Port not ready for buildup
Businessman: Increase capacity, improve efficiency
By Gaynor Dumat-ol Daleno
Pacific Daily News
May 22, 2007
A Defense Department representative has identified the local government-run seaport as a potential chokepoint in the upcoming massive military buildup on Guam, a member of the local business community said yesterday.
The military buildup -- and its ripple effect on the already robust housing market -- is expected to double the volume of cargo entering through the island's only civilian seaport, which is being run by the Port Authority of Guam.
How island officials will handle the port issue -- and whether their actions will be made in time for the buildup within the next several years -- has an effect on the standard of living of everyone on the island, businessman Carl Peterson said.
Peterson voiced his concern in light of what he called sincere and straightforward comments Friday by Gary Kuwabara from the Defense Department's Office of Economic Adjustment.
Kuwabara is the Office of Economic Adjustment's point man for military buildup issues on Guam and makes periodic visits to the island from Washington, D.C. He spoke Friday after subcommittee representatives of the governor's task force on military buildup gave status reports.
Peterson attended the meeting as a Guam Chamber of Commerce representative, but the comments he made for this story were not made on behalf of the Chamber.
Peterson said Kuwabara had mentioned the need for upgrades to the seaport.
A more efficiently run port ensures on-time delivery of goods for Guam consumers, businesses and government entities, but a major breakdown in cargo movement could lead to shortages and possibly more expensive goods, as was Guam's experience years ago.
With the buildup's expected $10 billion to $15 billion cost, the local community also is expected to see substantial economic growth.

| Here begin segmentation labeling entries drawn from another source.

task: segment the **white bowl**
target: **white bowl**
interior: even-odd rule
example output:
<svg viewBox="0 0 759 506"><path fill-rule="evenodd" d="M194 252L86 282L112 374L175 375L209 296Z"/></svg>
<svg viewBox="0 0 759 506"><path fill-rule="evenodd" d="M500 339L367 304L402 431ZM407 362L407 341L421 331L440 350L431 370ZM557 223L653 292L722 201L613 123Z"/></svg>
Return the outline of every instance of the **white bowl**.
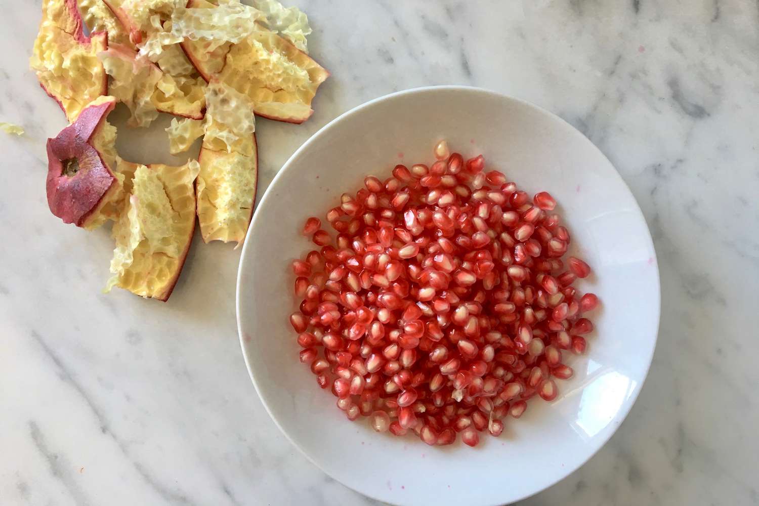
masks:
<svg viewBox="0 0 759 506"><path fill-rule="evenodd" d="M559 203L578 253L594 275L580 288L602 308L587 352L565 362L552 403L534 398L499 438L476 448L460 438L429 447L413 434L378 434L348 421L319 388L288 316L297 310L290 262L313 249L300 234L340 194L398 162L430 162L447 139L465 158L483 153L528 193ZM609 160L572 126L543 109L483 90L442 86L393 93L334 120L306 142L272 181L242 251L238 325L245 363L282 432L327 474L366 495L398 504L496 504L523 498L582 465L611 437L641 391L659 325L659 272L635 198Z"/></svg>

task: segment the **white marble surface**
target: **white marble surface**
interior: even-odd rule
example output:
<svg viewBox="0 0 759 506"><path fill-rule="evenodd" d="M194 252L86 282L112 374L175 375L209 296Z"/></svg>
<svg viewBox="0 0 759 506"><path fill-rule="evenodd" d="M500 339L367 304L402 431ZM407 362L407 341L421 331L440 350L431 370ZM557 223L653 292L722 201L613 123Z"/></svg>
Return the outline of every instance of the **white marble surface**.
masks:
<svg viewBox="0 0 759 506"><path fill-rule="evenodd" d="M259 122L262 190L339 113L464 83L568 120L643 209L663 300L648 380L608 445L524 504L759 504L759 4L297 3L332 77L305 124ZM27 70L39 4L0 0L0 121L27 132L0 133L0 503L373 504L263 410L236 335L239 250L196 243L165 304L100 294L107 231L46 203L44 143L65 121ZM140 139L119 148L156 161L162 138Z"/></svg>

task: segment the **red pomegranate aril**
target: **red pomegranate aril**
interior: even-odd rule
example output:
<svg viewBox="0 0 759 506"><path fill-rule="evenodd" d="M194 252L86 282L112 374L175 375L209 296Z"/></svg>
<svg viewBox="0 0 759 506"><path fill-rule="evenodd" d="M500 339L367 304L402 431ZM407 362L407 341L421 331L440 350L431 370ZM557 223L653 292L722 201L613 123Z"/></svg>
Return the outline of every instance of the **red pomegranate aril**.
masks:
<svg viewBox="0 0 759 506"><path fill-rule="evenodd" d="M562 302L553 308L553 312L551 313L551 318L554 322L561 322L566 319L567 314L568 313L569 305L565 302Z"/></svg>
<svg viewBox="0 0 759 506"><path fill-rule="evenodd" d="M417 163L411 165L411 176L420 179L424 178L430 172L430 168L425 165L424 163Z"/></svg>
<svg viewBox="0 0 759 506"><path fill-rule="evenodd" d="M351 394L351 382L342 378L338 378L332 382L332 394L341 399L347 398Z"/></svg>
<svg viewBox="0 0 759 506"><path fill-rule="evenodd" d="M549 295L555 295L559 293L559 283L556 281L556 278L552 275L543 275L543 279L540 281L540 286L543 287Z"/></svg>
<svg viewBox="0 0 759 506"><path fill-rule="evenodd" d="M451 360L444 362L440 365L440 372L441 374L453 374L458 370L461 367L461 361L457 358L452 358Z"/></svg>
<svg viewBox="0 0 759 506"><path fill-rule="evenodd" d="M325 359L317 358L311 363L311 372L320 374L329 369L329 363Z"/></svg>
<svg viewBox="0 0 759 506"><path fill-rule="evenodd" d="M487 424L487 432L490 435L498 437L503 432L503 422L498 419L493 419Z"/></svg>
<svg viewBox="0 0 759 506"><path fill-rule="evenodd" d="M570 256L567 260L571 270L578 278L587 278L591 274L591 267L578 258Z"/></svg>
<svg viewBox="0 0 759 506"><path fill-rule="evenodd" d="M374 411L369 416L372 429L378 432L386 432L390 429L390 417L385 411Z"/></svg>
<svg viewBox="0 0 759 506"><path fill-rule="evenodd" d="M293 260L292 272L295 273L296 276L307 278L311 275L311 264L303 260Z"/></svg>
<svg viewBox="0 0 759 506"><path fill-rule="evenodd" d="M569 366L559 364L551 369L551 375L559 379L569 379L575 374L575 371Z"/></svg>
<svg viewBox="0 0 759 506"><path fill-rule="evenodd" d="M537 387L543 380L543 370L540 367L533 367L528 376L527 384L532 388Z"/></svg>
<svg viewBox="0 0 759 506"><path fill-rule="evenodd" d="M595 294L585 294L580 299L580 310L582 313L587 313L596 309L598 306L598 297Z"/></svg>
<svg viewBox="0 0 759 506"><path fill-rule="evenodd" d="M317 336L311 332L301 332L298 336L298 344L301 347L309 348L316 346L319 342Z"/></svg>
<svg viewBox="0 0 759 506"><path fill-rule="evenodd" d="M553 345L549 345L546 347L546 362L548 363L549 366L558 366L562 361L562 352L561 350Z"/></svg>
<svg viewBox="0 0 759 506"><path fill-rule="evenodd" d="M556 384L553 379L546 379L538 388L537 394L544 401L550 402L556 398L556 395L559 394L559 389L556 388Z"/></svg>
<svg viewBox="0 0 759 506"><path fill-rule="evenodd" d="M553 211L556 206L556 201L551 194L546 191L535 193L532 198L533 203L544 211Z"/></svg>
<svg viewBox="0 0 759 506"><path fill-rule="evenodd" d="M572 325L572 334L587 334L593 332L593 323L587 318L581 318Z"/></svg>
<svg viewBox="0 0 759 506"><path fill-rule="evenodd" d="M417 416L410 406L398 410L398 422L404 429L411 429L417 423Z"/></svg>
<svg viewBox="0 0 759 506"><path fill-rule="evenodd" d="M318 218L306 220L322 249L294 262L302 300L291 323L300 360L349 420L411 429L429 445L459 432L474 445L530 398L556 398L551 376L573 374L561 350L584 351L593 325L580 316L598 299L572 286L590 268L575 257L564 268L569 233L546 214L549 193L531 202L481 156L465 163L447 149L429 167L397 165L344 193L327 212L332 245Z"/></svg>
<svg viewBox="0 0 759 506"><path fill-rule="evenodd" d="M572 350L578 355L585 353L587 342L585 338L580 335L572 336Z"/></svg>
<svg viewBox="0 0 759 506"><path fill-rule="evenodd" d="M321 388L326 388L329 386L329 380L327 379L327 375L324 373L317 375L317 383Z"/></svg>
<svg viewBox="0 0 759 506"><path fill-rule="evenodd" d="M524 413L524 410L527 409L527 403L524 401L517 401L511 405L511 408L509 410L509 414L510 414L514 418L519 418Z"/></svg>
<svg viewBox="0 0 759 506"><path fill-rule="evenodd" d="M398 405L400 407L408 407L417 401L418 394L411 387L405 388L398 396Z"/></svg>
<svg viewBox="0 0 759 506"><path fill-rule="evenodd" d="M306 297L306 291L308 289L308 278L300 277L295 278L295 288L293 290L295 297L302 299Z"/></svg>
<svg viewBox="0 0 759 506"><path fill-rule="evenodd" d="M487 427L487 417L483 414L482 411L473 411L471 415L472 426L479 431L485 430Z"/></svg>
<svg viewBox="0 0 759 506"><path fill-rule="evenodd" d="M451 154L451 152L448 149L448 142L446 140L441 140L439 142L435 145L433 152L435 154L435 158L438 160L446 159Z"/></svg>
<svg viewBox="0 0 759 506"><path fill-rule="evenodd" d="M366 366L368 372L376 372L385 364L385 359L376 354L371 354L367 359Z"/></svg>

The reason for the urgency, said Peterson of the need to modernize the port's operations and expand its capacity, is that every Guam resident's standard of living will be adversely affected if the port stays stagnant.
All the construction related to the relocation of about 8,000 members of the Third Marine Expeditionary Force and their approximately 9,000 dependents from Okinawa must be done within the next several years.
Based on the agreement between the U.S. and Japan, the relocation must happen by 2014. Japan is picking up about 60 percent of the relocation cost.
According to Peterson, Kuwabara at Friday's meeting of the governor's task force on military buildup said when the buildup is at full blast, 72,500 military supply containers are expected to be shipped to Guam in the span of one year.
Kuwabara could not be reached for comment yesterday.
The port has handled an average of 84,000 containers annually, its management stated.
Based on Kuwabara's comment at the task force meeting, Peterson said the sense he got was that the local government must make enormous changes to bring the port up to speed with the anticipated surge in incoming cargo traffic.
In addition to military supplies, the island also is expected to see a surge in shipment of construction materials to meet the demands of a booming housing market.
Logistics and shipping companies last year said that if one gantry crane breaks down, even before the buildup occurs, the island economy could be held hostage by an equipment malfunction.
Peterson suggested that the Port Authority of Guam should invite the world's experts on running ports to submit proposals for how they can better run the seaport and how much it would cost for them to do so.
The port agency's attempt last year to hand over cargo handling operations to a private operator has failed.
And the port agency board "has not made any determination on what their next step will be" on the privation issue, according to a statement from port management yesterday.
The port management stated: "In the late '90s, when the island experienced its last military buildup, the port was able to handle the increased number of containers."
As for the port's years-long efforts to try to buy a new gantry crane, which moves containerized cargo on and off ships, it's likely the process will take about two more years.
The agency's evaluation committee is reviewing the proposal submitted by the lone bidder for the manufacture and installation of a new gantry crane, according to the port agency management.
The agency stated the estimated time from manufacturing to delivery of a new gantry crane: 18 months to two years.
In addition to trying to order a new gantry crane, the port management stated the agency is "in the process of acquiring new handling equipment to deal with the increase of cargo arriving on Guam."
"We are also currently reviewing our terminal infrastructure to determine the type of operations the port should implement to effectively off load/load cargo onto vessels," according to port management.
And the port agency yesterday stated it is hiring a consultant to update its master plan.
Friday's meeting also discussed the labor needs for the buildup as well as the private sector's need for more construction workers.
Based on an informal estimate, Guam might need 25,000 additional construction workers to meet both the military and the private construction projects' needs, said David Dell'Isola, a Guam Department of Labor representative, said at Friday's meeting.
The military buildup-related projects will need between 12,000 to 15,000 workers, said Capt. Robert Lee, acting director of the U.S. government office on Guam that coordinates buildup efforts.